A pesar de que mi amigo David vivió parte de su vida en Posadas, la capital, tampoco se sentía muy confiado del futuro que nos esperaba.
Después de dieciocho horas de reloj (para mí habían pasado 36) llegamos a Puerto Iguazú. El sol pegaba fuerte sobre la tierra colorada, que se cuarteaba de seca. El empedrado bastante desparejo de la terminal, parecía derretir la suela de mis zapatillas.
Para ser una ciudad turística, se veía bastante desolada. Solo unos pocos lugareños la caminaban con cierto desgano. Es la hora de la siesta, pensé.
Antes de emprender un recorrido incierto, ya que no teníamos reserva en ningún hotel o algo parecido, preguntamos por hospedaje. Nos señalaron un hostel para turistas, del estilo que tiene diez o doce camas y precios módicos para quien lleva dólares o euros en la billetera y no unos pocos pesos devaluados poco tiempo atrás.
Seguimos caminando y nos encontramos con el hotel Tierra Colorada que parecía más decente y se acomodaba mucho más a nuestro bolsillo. No era gran cosa pero parecía más tranquilo y fresco.
Desde la ventana de nuestra habitación se veía la piscina del hotel y el termotanque que nos proveía de agua caliente. Lo llamativo es la forma en que se calentaba el agua: el aparato estaba montado sobre unos hierros y debajo de él había una pequeña fogata que los empleados del hotel se preocupaban por mantener siempre viva.

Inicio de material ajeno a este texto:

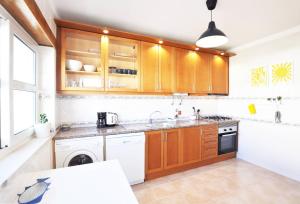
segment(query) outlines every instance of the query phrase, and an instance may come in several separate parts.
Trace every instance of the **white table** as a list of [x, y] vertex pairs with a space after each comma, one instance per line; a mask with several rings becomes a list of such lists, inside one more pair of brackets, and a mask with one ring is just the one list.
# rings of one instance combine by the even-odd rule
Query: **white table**
[[0, 192], [0, 203], [17, 203], [18, 193], [37, 178], [50, 177], [41, 203], [138, 204], [118, 161], [23, 174]]

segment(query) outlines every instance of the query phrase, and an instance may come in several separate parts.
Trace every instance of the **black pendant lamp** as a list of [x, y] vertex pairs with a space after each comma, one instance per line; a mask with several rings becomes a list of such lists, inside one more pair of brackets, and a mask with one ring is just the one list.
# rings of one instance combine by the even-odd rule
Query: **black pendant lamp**
[[210, 10], [211, 21], [208, 24], [208, 29], [198, 38], [196, 45], [203, 48], [219, 47], [227, 43], [228, 38], [212, 20], [212, 11], [216, 8], [217, 0], [207, 0], [206, 5]]

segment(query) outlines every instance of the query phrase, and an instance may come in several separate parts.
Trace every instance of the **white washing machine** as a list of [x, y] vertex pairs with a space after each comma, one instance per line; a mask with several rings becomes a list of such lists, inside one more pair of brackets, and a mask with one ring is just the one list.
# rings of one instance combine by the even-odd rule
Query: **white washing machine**
[[103, 161], [103, 137], [55, 141], [56, 168]]

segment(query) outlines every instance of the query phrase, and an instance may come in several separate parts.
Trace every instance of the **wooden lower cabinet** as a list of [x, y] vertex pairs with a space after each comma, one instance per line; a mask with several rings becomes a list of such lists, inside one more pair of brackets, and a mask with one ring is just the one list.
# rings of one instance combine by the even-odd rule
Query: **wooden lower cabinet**
[[164, 135], [161, 131], [146, 133], [146, 174], [164, 169]]
[[202, 160], [216, 158], [218, 156], [218, 127], [207, 125], [202, 127]]
[[234, 158], [218, 156], [218, 126], [146, 132], [146, 180]]
[[182, 128], [183, 163], [201, 160], [201, 127]]
[[176, 167], [181, 164], [181, 138], [179, 130], [166, 130], [162, 134], [164, 134], [164, 169]]

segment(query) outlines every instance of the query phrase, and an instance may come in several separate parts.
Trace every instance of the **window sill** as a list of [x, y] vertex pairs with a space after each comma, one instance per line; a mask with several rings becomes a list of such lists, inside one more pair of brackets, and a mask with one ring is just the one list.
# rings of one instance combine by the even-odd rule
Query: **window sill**
[[55, 134], [47, 138], [32, 138], [0, 159], [0, 186], [22, 167]]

Después de conocer la ciudad, que era bastante aburrida, emprendimos el camino a las cataratas. Dentro del Parque Nacional hay varios recorridos alternativos. Cuando no nos quedaba nada más para ver y entrada ya la tarde, decidimos hacer el Sendero Macuco, que no era otra cosa que llegar a un pequeño salto, el Arrechea, pero entre la selva misionera. Solamente teníamos un pequeño mapa que nos dieron al ingresar al parque y parecía lo bastante claro como para llegar.

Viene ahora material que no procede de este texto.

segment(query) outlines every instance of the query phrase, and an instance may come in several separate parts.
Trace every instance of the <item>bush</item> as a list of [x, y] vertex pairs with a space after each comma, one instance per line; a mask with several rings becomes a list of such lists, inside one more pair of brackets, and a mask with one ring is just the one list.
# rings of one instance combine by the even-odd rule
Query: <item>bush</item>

Tarde nos dimos cuenta de que el tal sendero había sido poco caminado porque apenas se notaba por donde había que ir. Entre medio de alimañas de todo tipo, y hablo de hormigas dominicanas (por lo negras y culonas), arañas gigantes que nos llenaban la cara con sus telas y alguna que otra culebra del lugar, llegamos al salto.
Después de haber admirado la grandeza de la Garganta del Diablo, haber conocido la Isla San Martín, los saltos Bosetti, Dos Hermanas y varios más creímos que lo que veríamos tendría características similares o al menos nos sorprenderíamos por su belleza.

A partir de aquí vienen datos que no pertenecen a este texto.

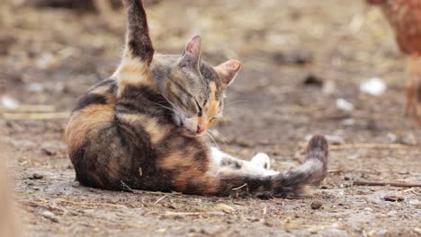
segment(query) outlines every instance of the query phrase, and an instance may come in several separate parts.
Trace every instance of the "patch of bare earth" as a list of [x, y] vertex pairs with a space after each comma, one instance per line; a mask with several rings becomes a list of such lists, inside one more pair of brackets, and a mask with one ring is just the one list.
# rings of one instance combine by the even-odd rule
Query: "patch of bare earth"
[[[331, 145], [328, 177], [313, 197], [262, 200], [72, 187], [67, 114], [118, 64], [124, 15], [104, 22], [89, 12], [12, 2], [0, 3], [0, 92], [31, 106], [3, 108], [0, 124], [29, 236], [421, 234], [420, 188], [353, 185], [421, 182], [421, 133], [403, 117], [405, 58], [378, 10], [341, 0], [147, 6], [157, 51], [181, 52], [200, 33], [205, 60], [244, 63], [218, 125], [223, 150], [244, 158], [265, 152], [281, 171], [300, 163], [308, 135], [343, 138]], [[304, 84], [309, 75], [321, 84]], [[373, 76], [387, 92], [361, 93], [360, 82]], [[337, 109], [340, 98], [354, 110]]]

Nada de esto sucedió. El Sendero Macuco nos condujo a un arroyito donde el salto más alto tenía algo así como un metro entre las piedras y se perdía entre una frondosa hilera de palmeras, convirtiéndose en un horrible pantano.
Las ganas que teníamos de llegar al lugar nos habían hecho olvidar de los mosquitos, las hormigas, las arañas y las culebras. Desilusionados al fin, caímos en la cuenta y los cinco o seis kilómetros que habíamos transitado con ansiedad los terminamos ya en la oscuridad y a una velocidad increíble.